She was in his room now. She had to remind herself of that. It seemed too empty to be his room. She trailed a finger across his desk, and looked around the empty room again. Through the window she could see the traffic light on Shenton Way flashing, green, green, red. She hoisted herself up his desk, wobbled to adjust her butt, and then sat watching the flashes. Every change of the light made her feel a little less – made her feel a little less.

She’d gotten the abortion, and they had decided not to talk about it. Both of them had decided. So they filled the silence with sounds, but they couldn’t get rid of the other silence, the silence that bounced off the walls and settled on their shoulders, the silence of other people having fun, the silence of a ghost in the room with them. He heard it now too. There were more ghosts now. He could sense her, sometimes.
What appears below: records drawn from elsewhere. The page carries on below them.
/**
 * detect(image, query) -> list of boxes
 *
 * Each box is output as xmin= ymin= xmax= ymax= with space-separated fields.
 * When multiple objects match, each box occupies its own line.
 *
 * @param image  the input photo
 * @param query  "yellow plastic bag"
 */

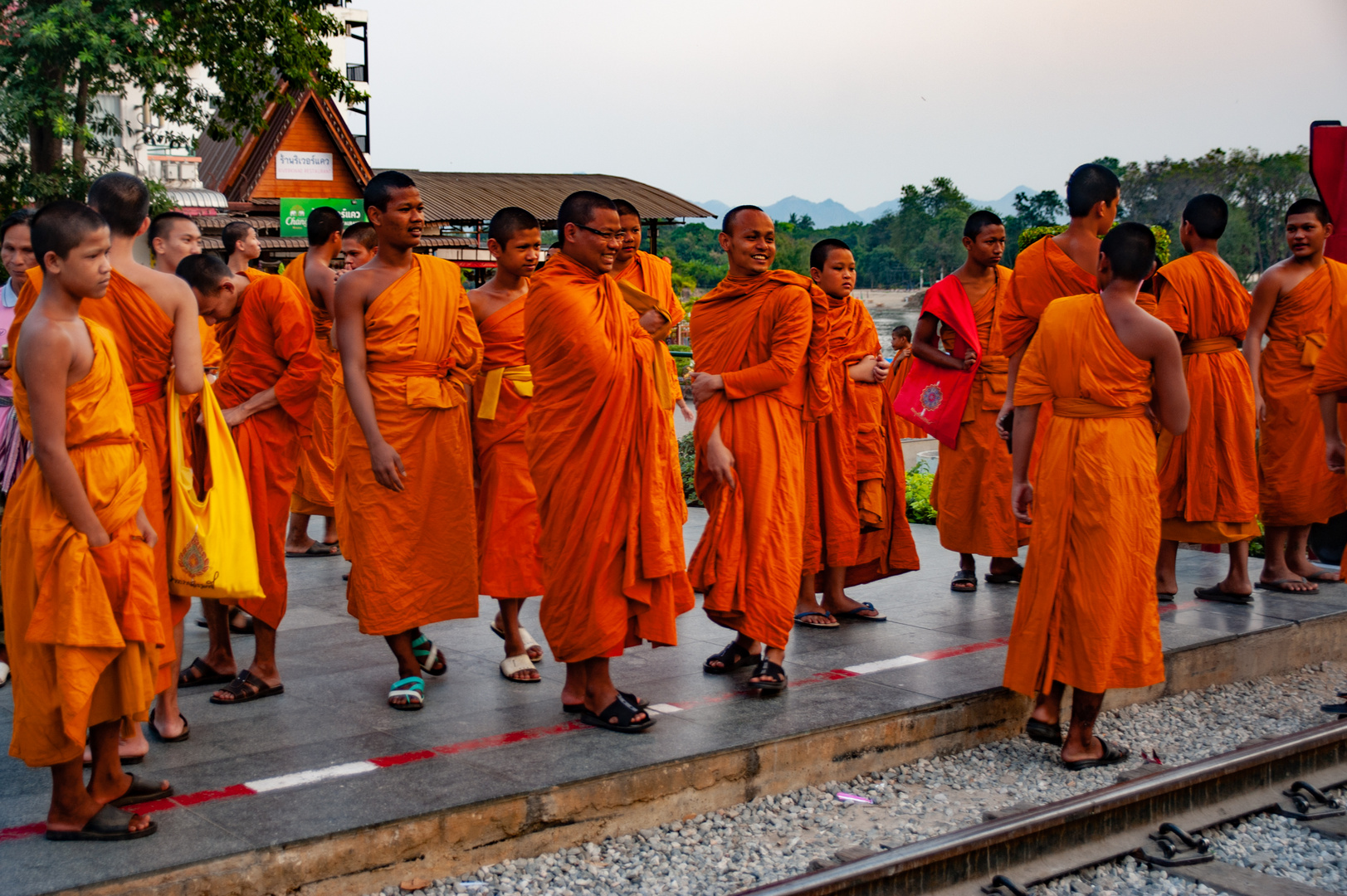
xmin=167 ymin=377 xmax=266 ymax=600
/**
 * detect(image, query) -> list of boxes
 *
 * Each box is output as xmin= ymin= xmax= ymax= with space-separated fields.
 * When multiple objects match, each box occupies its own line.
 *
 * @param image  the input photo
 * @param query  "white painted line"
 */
xmin=244 ymin=762 xmax=378 ymax=794
xmin=846 ymin=655 xmax=927 ymax=675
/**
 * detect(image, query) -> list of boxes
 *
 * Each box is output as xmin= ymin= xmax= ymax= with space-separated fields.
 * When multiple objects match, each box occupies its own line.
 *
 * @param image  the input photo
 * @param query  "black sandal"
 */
xmin=749 ymin=656 xmax=785 ymax=691
xmin=702 ymin=641 xmax=759 ymax=675
xmin=581 ymin=694 xmax=655 ymax=734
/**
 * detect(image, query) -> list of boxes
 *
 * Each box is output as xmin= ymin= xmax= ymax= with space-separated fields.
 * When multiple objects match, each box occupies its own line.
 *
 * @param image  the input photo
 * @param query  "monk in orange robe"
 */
xmin=1245 ymin=199 xmax=1347 ymax=594
xmin=0 ymin=201 xmax=173 ymax=840
xmin=1003 ymin=224 xmax=1188 ymax=771
xmin=1154 ymin=192 xmax=1260 ymax=604
xmin=284 ymin=205 xmax=342 ymax=557
xmin=688 ymin=206 xmax=826 ymax=691
xmin=524 ymin=192 xmax=692 ymax=732
xmin=334 ymin=171 xmax=482 ymax=710
xmin=912 ymin=212 xmax=1029 ymax=593
xmin=467 ymin=206 xmax=543 ymax=683
xmin=992 ymin=163 xmax=1122 ymax=480
xmin=178 ymin=255 xmax=322 ymax=704
xmin=795 ymin=240 xmax=921 ymax=628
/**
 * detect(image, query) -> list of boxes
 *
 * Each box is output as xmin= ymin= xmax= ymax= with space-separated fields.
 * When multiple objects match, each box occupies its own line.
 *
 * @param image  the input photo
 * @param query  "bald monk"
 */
xmin=524 ymin=192 xmax=692 ymax=732
xmin=795 ymin=240 xmax=921 ymax=628
xmin=1003 ymin=224 xmax=1188 ymax=771
xmin=912 ymin=212 xmax=1029 ymax=593
xmin=612 ymin=199 xmax=692 ymax=426
xmin=992 ymin=163 xmax=1122 ymax=469
xmin=467 ymin=206 xmax=543 ymax=683
xmin=178 ymin=255 xmax=322 ymax=704
xmin=1154 ymin=192 xmax=1258 ymax=604
xmin=688 ymin=206 xmax=813 ymax=691
xmin=1245 ymin=199 xmax=1347 ymax=594
xmin=334 ymin=171 xmax=482 ymax=710
xmin=284 ymin=205 xmax=342 ymax=557
xmin=0 ymin=201 xmax=171 ymax=840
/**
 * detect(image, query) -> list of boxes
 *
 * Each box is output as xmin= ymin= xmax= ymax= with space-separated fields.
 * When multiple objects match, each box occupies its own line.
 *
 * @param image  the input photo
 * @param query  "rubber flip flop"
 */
xmin=46 ymin=806 xmax=159 ymax=840
xmin=1192 ymin=585 xmax=1254 ymax=604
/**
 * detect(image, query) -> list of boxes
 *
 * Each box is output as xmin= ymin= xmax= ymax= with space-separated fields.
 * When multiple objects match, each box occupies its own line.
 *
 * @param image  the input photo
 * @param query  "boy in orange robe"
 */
xmin=1003 ymin=224 xmax=1188 ymax=771
xmin=1245 ymin=199 xmax=1347 ymax=594
xmin=524 ymin=192 xmax=692 ymax=732
xmin=912 ymin=212 xmax=1029 ymax=593
xmin=467 ymin=206 xmax=543 ymax=682
xmin=178 ymin=255 xmax=322 ymax=704
xmin=688 ymin=206 xmax=813 ymax=691
xmin=795 ymin=240 xmax=921 ymax=628
xmin=0 ymin=201 xmax=173 ymax=840
xmin=283 ymin=205 xmax=342 ymax=557
xmin=334 ymin=171 xmax=482 ymax=710
xmin=1154 ymin=192 xmax=1258 ymax=604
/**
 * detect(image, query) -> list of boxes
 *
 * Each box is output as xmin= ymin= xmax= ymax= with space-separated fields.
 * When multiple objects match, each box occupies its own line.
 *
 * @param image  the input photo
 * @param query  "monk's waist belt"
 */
xmin=477 ymin=363 xmax=534 ymax=421
xmin=1052 ymin=399 xmax=1146 ymax=417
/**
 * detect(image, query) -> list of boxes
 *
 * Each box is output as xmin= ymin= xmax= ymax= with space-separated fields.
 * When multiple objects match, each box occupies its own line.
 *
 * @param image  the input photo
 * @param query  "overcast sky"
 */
xmin=353 ymin=0 xmax=1347 ymax=210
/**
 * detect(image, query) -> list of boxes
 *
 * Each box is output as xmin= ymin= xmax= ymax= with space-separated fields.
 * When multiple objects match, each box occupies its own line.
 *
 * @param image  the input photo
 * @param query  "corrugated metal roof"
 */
xmin=380 ymin=168 xmax=715 ymax=226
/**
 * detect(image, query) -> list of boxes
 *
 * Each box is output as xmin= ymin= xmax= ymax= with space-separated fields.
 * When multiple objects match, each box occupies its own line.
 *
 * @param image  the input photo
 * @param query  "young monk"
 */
xmin=0 ymin=201 xmax=172 ymax=840
xmin=284 ymin=205 xmax=342 ymax=557
xmin=1154 ymin=192 xmax=1258 ymax=604
xmin=178 ymin=255 xmax=322 ymax=704
xmin=467 ymin=206 xmax=543 ymax=683
xmin=341 ymin=221 xmax=378 ymax=270
xmin=1245 ymin=199 xmax=1347 ymax=594
xmin=1003 ymin=224 xmax=1188 ymax=771
xmin=524 ymin=192 xmax=692 ymax=732
xmin=912 ymin=212 xmax=1029 ymax=593
xmin=334 ymin=171 xmax=482 ymax=710
xmin=795 ymin=240 xmax=920 ymax=628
They had stood at that very street corner, beneath that traffic light. He’d taken her hand awkwardly while they walked home from the movie, she’d gradually slid her hand away again, his face had set in rigid impassiveness. Then, under the traffic light, while they waited, she had finally shouted, after weeks and weeks of silence. The summer was ending and the flight was only two days away, and she could not bear the thought of going home with those words still in her. You don’t want to talk about it? You think I’m afraid to shout here? I’ll shout as loud as I want, so why don’t you walk away, huh? Are you staying so you can take notes? Where’s your fucking notebook, huh? Eight years I’ve never seen you without your notebook. Where is it, huh?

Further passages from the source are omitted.